Lesson 2: Hinges
Straight hinge:
- Cut tubing into 3 (+) equal pieces
- Make sure that the tubing pieces together equal the length of the side you will be soldering them to.
- File a groove into the edge of your piece so that the tubing fits into the groove.
- Use the third hands, pins, metal shims, binding wire, or graphite to hold the tubing in place for each side. Place the sides close enough together to be able to check alignment without worry of soldering everything together.
- Solder the tubing to the piece- 2 pieces to the top and bottom of one side, the 3d piece to the middle of the other side.
- After piece is almost complete (exceptions: patination, epoxy, other color treatments besides enamelling), set the hinge.
- Remember that a hinge is a glorified rivet.
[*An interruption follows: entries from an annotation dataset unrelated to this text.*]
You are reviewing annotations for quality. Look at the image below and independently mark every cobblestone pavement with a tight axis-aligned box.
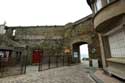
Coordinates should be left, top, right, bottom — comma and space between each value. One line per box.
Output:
0, 64, 95, 83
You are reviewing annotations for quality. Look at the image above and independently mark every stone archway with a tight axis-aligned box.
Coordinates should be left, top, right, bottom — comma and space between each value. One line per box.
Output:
72, 41, 90, 63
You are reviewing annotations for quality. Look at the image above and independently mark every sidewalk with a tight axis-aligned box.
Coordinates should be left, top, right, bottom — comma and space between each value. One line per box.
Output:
94, 69, 125, 83
0, 64, 95, 83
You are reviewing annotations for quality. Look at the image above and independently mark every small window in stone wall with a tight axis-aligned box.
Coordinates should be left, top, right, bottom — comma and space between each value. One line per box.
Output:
12, 29, 16, 36
109, 29, 125, 57
107, 0, 116, 3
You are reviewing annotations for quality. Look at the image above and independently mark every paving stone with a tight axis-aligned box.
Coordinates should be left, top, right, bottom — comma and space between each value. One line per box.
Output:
0, 64, 95, 83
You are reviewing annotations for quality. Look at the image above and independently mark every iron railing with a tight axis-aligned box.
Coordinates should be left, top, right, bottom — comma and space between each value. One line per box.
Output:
39, 55, 71, 71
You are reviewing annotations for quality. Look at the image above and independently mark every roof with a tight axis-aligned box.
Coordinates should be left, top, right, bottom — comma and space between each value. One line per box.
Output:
73, 14, 92, 25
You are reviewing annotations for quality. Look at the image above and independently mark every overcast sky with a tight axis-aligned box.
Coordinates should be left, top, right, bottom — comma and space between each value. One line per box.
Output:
0, 0, 91, 26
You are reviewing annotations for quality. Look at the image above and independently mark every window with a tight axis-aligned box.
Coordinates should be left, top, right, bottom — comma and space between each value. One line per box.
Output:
107, 0, 116, 3
94, 0, 102, 12
12, 29, 16, 36
109, 29, 125, 57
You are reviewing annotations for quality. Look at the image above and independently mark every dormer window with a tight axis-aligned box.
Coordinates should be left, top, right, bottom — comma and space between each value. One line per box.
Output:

- Ball up one end of the wire
- Feed through tubing
- Clip off the other end approx. .5-1mm above the end of the tubing.
- Rivet in an X pattern
- Do any polishing necessary.
Alternative Hinge soldering (bridge method)
- Cut 2 pieces of tubing- one as long as the overall hinge, one the length of the center knuckle.
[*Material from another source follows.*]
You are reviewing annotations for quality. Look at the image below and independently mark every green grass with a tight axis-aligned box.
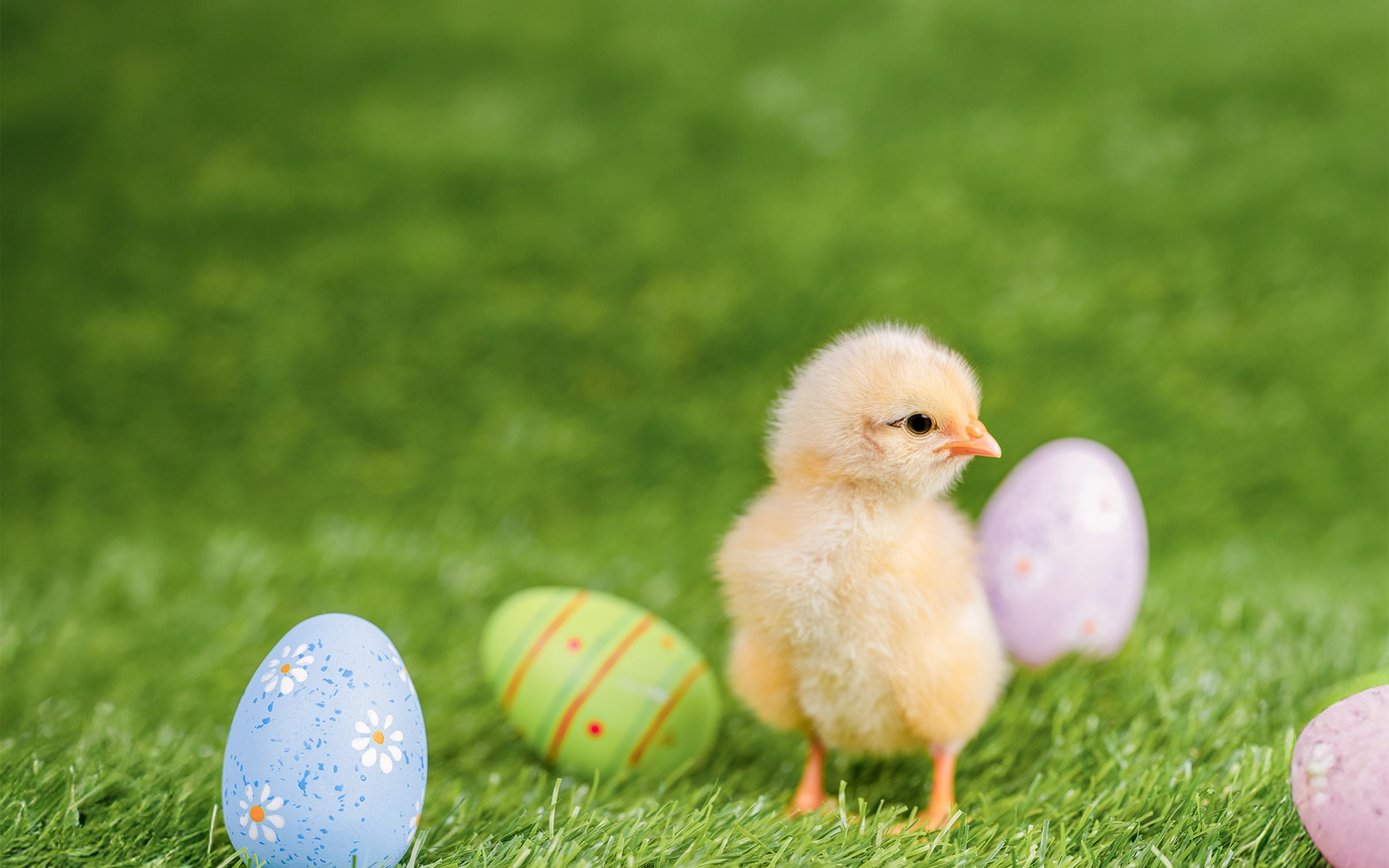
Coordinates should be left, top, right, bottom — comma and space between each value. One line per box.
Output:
0, 0, 1389, 868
- Mark the long piece where the end knuckles should be.
- File halfway through the tubing in the middle of the long piece. Take care not to file into your end knuckles.
- Solder the long piece to one side making sure to align it so that the filed area is against the piece- this allows you to solder both end knuckles perfectly into position at once.
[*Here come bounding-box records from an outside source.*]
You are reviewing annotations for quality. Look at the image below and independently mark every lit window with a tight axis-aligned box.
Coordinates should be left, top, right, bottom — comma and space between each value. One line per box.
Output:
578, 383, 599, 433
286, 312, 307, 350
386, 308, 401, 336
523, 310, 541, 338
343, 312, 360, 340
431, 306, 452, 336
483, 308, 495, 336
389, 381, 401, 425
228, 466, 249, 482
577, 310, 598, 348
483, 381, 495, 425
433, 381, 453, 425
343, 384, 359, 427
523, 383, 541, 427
- File or cut out remaining center part of tubing.
- Solder middle knuckle onto other side of tubing.
Tips and tricks:
- You can also ball the other end of the wire instead of hammering, or set a hinge with a tube rivet.
- Use the amount of pieces that seem to fit proportionally. Long seams should have more than 3 pieces.
- Never use an even number of pieces. The hinge is much sturdier with an odd number.
- Cut your tubing a little long, and file off if needed. This way if the edges of the tubing get singed (melted) while soldering, you’ll still be ok.
- Your tubing should line up straight and fit tightly together- no gaps. Besides looking much more professional, this helps the integrity of the hinge.
- If the wall that you are affixing the hinge to is thick- 18ga (depending on size of hinge) or a construction; you can use your round needle file to make a channel for the tubing to sit into.
- Make sure to heat the piece MUCH more than the tubing. The tubing won’t require any direct flame; it is so much smaller it will come to soldering temperature through heat transfer.
- To perfectly position your tubing, use your scribe to make marks on the piece. Markings made with a Sharpie will just burn off.
- Make sure that the tubing you are using can accommodate a 20g wire or thicker.
- Just like with pin backs, nickel is the strongest, copper the weakest.
- You can use a dab of super glue to secure your tubing in place prior to soldering, so that you can make sure you have it placed correctly.
- Use the Stop-Flo or yellow ochre powder! Paint it with a small brush anywhere you do not want solder to flow. Let it dry completely before applying flux and soldering.